Allogeneic Hematopoietic Stem Cell Transplantation Improved Survival for Adult Core Binding Factor Acute Myelogenous Leukemia Patients with Intermediate- and Adverse-Risk Genetics in the 2017 European LeukemiaNet

• Allogeneic hematopoietic stem cell transplantation (allo-HSCT) could be an optimal first-line consolidation therapy for core binding factor (CBF) acute myelogenous leukemia (AML) with intermediate- and adverse-risk genetics. • Minimal residual disease (MRD) at the second and third months after allo-HSCT could predict relapse in t(8;21) AML patients. • Haploidentical HSCT could improve the survival of MRD-positive CBF-AML patients with intermediate- and adverse-risk genetics. The use of allogeneic hematopoietic stem cell transplantation (allo-HSCT) for consolidation therapy in patients with core binding factor (CBF) acute myelogenous leukemia (AML) with intermediate- and adverse-risk genetics remains controversial.
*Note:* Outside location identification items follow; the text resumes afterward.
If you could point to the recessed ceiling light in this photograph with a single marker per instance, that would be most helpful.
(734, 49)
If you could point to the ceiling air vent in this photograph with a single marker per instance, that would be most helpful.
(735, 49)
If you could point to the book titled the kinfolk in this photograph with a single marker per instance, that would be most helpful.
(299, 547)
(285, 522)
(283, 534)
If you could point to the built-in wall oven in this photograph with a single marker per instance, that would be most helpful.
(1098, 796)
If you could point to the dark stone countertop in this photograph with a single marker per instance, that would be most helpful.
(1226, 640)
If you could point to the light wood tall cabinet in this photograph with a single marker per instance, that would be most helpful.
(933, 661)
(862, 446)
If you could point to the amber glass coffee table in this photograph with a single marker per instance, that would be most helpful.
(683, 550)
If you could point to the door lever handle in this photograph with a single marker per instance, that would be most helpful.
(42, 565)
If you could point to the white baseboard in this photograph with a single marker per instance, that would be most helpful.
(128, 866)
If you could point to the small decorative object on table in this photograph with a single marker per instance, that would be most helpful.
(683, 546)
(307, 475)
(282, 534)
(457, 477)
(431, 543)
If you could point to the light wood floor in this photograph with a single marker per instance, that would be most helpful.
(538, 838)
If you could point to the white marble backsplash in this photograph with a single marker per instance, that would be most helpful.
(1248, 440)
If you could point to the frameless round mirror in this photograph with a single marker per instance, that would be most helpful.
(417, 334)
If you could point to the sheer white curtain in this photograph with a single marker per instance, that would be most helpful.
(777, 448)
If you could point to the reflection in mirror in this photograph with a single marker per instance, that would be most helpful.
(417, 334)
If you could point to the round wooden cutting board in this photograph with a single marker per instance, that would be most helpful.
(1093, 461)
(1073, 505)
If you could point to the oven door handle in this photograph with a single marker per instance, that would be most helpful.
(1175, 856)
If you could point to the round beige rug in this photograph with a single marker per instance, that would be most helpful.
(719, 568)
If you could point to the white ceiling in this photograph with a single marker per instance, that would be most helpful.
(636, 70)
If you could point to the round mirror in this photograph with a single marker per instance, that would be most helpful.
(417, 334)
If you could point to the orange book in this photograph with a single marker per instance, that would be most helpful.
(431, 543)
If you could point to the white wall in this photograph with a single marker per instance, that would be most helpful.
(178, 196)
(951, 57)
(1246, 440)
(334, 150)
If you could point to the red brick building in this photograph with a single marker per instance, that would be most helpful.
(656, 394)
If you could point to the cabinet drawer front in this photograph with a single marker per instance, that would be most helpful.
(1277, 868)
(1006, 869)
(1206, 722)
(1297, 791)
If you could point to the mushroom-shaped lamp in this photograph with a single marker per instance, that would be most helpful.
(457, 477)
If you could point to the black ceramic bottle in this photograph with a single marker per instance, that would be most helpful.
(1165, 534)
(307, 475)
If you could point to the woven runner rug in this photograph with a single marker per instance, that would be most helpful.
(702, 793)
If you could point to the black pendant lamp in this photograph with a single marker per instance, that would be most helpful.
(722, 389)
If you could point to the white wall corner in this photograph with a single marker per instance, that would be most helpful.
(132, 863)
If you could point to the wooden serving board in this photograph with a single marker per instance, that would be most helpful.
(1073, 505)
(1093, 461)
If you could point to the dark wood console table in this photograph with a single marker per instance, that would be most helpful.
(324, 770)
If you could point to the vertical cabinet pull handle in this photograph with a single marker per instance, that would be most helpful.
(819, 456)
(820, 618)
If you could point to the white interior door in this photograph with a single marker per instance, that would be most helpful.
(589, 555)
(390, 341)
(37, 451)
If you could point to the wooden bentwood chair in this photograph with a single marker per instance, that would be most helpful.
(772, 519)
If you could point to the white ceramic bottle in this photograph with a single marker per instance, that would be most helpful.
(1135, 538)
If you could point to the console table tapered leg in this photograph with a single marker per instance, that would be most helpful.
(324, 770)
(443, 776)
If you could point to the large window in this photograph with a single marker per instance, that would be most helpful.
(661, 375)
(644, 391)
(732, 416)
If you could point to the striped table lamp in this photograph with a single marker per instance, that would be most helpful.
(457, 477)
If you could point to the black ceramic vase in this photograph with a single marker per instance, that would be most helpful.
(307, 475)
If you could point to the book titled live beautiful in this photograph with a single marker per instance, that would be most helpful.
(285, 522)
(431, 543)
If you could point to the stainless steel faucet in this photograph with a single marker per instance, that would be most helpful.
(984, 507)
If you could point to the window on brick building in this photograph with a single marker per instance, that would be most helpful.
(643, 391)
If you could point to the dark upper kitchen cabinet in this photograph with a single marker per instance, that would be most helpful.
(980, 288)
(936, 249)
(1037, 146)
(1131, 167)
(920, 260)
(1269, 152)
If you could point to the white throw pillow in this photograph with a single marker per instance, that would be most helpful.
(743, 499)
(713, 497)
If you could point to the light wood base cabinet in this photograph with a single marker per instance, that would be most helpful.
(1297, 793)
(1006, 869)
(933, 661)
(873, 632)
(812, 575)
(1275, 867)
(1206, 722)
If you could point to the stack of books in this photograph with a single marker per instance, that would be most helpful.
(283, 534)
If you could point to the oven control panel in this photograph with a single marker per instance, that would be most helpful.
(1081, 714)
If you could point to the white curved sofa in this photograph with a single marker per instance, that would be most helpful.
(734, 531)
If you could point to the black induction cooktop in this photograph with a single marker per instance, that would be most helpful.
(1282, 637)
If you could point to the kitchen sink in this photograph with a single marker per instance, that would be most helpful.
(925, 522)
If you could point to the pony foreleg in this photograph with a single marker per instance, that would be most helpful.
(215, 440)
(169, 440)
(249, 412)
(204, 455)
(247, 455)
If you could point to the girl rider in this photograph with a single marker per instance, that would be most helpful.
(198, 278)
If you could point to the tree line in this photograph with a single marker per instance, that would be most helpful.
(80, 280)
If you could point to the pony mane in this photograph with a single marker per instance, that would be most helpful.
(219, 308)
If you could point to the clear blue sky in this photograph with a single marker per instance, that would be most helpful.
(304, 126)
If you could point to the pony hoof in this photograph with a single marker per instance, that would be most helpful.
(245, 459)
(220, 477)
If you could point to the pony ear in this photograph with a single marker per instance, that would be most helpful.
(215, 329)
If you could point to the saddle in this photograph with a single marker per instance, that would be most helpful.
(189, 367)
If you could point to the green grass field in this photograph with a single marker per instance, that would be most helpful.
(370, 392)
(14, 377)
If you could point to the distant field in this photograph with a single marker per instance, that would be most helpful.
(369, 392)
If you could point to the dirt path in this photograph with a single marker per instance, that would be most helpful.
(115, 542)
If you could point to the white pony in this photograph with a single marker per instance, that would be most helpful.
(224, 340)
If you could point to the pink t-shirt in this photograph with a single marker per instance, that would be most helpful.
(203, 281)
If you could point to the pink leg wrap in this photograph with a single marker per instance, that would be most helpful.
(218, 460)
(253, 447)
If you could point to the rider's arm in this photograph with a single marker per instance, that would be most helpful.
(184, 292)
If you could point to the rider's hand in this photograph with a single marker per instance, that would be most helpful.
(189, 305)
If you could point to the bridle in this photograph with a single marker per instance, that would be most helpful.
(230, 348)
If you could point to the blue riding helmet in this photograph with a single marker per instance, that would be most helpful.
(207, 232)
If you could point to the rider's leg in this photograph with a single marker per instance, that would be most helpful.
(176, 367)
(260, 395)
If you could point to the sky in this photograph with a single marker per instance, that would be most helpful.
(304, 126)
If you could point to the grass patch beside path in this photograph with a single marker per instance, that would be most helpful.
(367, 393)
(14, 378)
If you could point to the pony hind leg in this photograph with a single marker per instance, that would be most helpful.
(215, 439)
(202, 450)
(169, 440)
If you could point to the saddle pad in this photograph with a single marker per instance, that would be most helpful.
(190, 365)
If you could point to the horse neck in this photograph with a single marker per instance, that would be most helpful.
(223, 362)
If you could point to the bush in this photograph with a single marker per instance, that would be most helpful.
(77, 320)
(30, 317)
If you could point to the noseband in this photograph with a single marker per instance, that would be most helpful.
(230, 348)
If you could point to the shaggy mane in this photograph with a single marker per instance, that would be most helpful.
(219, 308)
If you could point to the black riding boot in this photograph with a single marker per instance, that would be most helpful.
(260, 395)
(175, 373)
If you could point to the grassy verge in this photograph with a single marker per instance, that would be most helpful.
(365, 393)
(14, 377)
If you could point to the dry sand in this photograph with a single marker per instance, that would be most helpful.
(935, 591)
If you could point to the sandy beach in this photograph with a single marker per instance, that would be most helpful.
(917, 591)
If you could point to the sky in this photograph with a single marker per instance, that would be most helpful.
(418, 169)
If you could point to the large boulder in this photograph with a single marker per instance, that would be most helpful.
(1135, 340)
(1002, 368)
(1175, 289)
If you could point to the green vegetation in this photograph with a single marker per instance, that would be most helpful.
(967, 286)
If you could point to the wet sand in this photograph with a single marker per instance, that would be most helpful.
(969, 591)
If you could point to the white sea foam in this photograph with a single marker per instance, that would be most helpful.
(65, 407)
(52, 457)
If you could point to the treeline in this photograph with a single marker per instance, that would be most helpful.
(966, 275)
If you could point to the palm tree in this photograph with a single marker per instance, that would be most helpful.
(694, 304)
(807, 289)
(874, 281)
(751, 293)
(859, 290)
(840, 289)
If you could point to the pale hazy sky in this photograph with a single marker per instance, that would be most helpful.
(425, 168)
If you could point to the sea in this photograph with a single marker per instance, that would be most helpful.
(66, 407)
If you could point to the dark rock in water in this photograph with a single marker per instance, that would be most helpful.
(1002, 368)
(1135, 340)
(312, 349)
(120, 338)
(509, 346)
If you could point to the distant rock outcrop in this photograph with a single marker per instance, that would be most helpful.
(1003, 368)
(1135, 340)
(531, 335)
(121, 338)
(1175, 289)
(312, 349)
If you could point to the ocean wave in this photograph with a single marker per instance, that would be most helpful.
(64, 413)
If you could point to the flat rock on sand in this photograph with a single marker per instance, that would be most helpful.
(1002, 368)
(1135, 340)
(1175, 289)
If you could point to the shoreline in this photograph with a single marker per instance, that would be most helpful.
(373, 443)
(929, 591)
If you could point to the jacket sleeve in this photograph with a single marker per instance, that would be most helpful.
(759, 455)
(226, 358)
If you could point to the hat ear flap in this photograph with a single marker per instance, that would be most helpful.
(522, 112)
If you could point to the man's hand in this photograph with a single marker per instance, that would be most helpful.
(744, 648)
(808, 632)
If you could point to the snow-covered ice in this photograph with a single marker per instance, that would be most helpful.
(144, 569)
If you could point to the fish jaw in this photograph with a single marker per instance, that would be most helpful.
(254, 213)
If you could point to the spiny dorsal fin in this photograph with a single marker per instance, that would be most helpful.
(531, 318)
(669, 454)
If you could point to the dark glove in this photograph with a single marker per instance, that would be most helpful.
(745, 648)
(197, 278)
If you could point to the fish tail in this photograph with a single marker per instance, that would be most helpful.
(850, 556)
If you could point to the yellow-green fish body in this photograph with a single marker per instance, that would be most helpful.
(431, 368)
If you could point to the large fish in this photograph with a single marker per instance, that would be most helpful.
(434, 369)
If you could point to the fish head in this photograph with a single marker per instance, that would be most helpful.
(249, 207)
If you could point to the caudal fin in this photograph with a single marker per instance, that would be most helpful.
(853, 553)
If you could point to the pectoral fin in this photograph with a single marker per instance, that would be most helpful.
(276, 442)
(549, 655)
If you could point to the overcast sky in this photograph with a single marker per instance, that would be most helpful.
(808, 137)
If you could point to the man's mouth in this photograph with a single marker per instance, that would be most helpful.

We retrospectively analyzed the clinical outcomes of 286 CBF-AML patients with intermediate- and adverse-risk genetics in first complete remission following consolidation with chemotherapy (n = 122), auto-HSCT (n = 27), or allo-HSCT (n = 137) between January 2009 and December 2018 at our center. Patients with allo-HSCT showed superior 5-year overall survival (OS; 74% versus 38% or 49%; P < .001) and progression-free survival (PFS; 74% versus 26% or 49%; P < .001) and lower cumulative incidence of relapse (CIR; 9% versus 69% or 31%; P < .001) compared with chemotherapy alone or auto-HSCT. In the allo-HSCT group, minimal residual disease (MRD) at the second and third months after allo-HSCT could predict relapse in t(8;21) patients (2 months: P CIR = .002; 3 months: P CIR < .001) but not in inv(16) patients. Moreover, positive MRD after 2 courses of consolidation chemotherapy before allo-HSCT was an independent risk factor for survival in CBF-AML patients with intermediate- and adverse-risk genetics, whereas haploidentical donor (haplo-) HSCT could overcome the adverse prognosis (5-year OS, 87%; 5-year PFS, 81%; 5-year CIR, 7%). Allo-HSCT could be the optimal first-line consolidation therapy for patients with intermediate- and adverse-risk genetics, and haplo-HSCT could improve survival for patients with positive MRD after 2 courses of consolidation chemotherapy.